From Publishers Weekly
Those looking for someone to fill Garrison Keillor's trademark red socks will not be appeased by Mohr, who was a writer for A Prairie Home Companion. There is a similarity in the book's wryness to the humor in the show, and there are dummied-up ads of local businesses. But despite the book's subtitle, this isn't really about Minnesota: some of the humor is based on the idiosyncracies and colloquialisms of the region, but most of it can be applied to just about any state. Still, Mohr has found some purely Minnesotan motifs: the section on starting the car in winter will ring true to anyone who has survived the experience; his few, well-chosen words on going to the lake or the cabin is acutely observed; and his attitude about lutefisk, a dish that natives consume more out of a sense of duty than with relish, strikes just the right tone (he regrets having to mention it altogether). But he misses and skims over some genuine regionalisms (where's uffda?), invents others, and usually strains to make a point. Because his humorous account of Minnesota invites comparison with Keillor, the book is found wanting.
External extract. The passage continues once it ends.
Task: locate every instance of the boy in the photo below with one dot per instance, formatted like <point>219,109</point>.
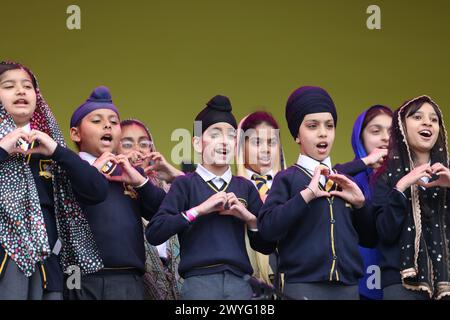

Copyright 1987 Reed Business Information, Inc.
About the Author
A one-time radio script writer, Howard Mohr has become known as the man who translated Minnesotan for the rest of the world.
Early in his career, Mohr wrote for Prairie Home Companion, creating fake radio ads and listener favorites such as Raw Bits. But he's best known as the author of the bestselling book How to Talk Minnesotan. It's a book that when made into a video version won a regional Emmy in Chicago. He even adapted it into a stage musical which received a long-time run at playhouses in the region.
--This text refers to the
Audio CD edition.
Mohr is a graduate of Abilene Christian University and lives with his family on a southwestern Minnesota prairie.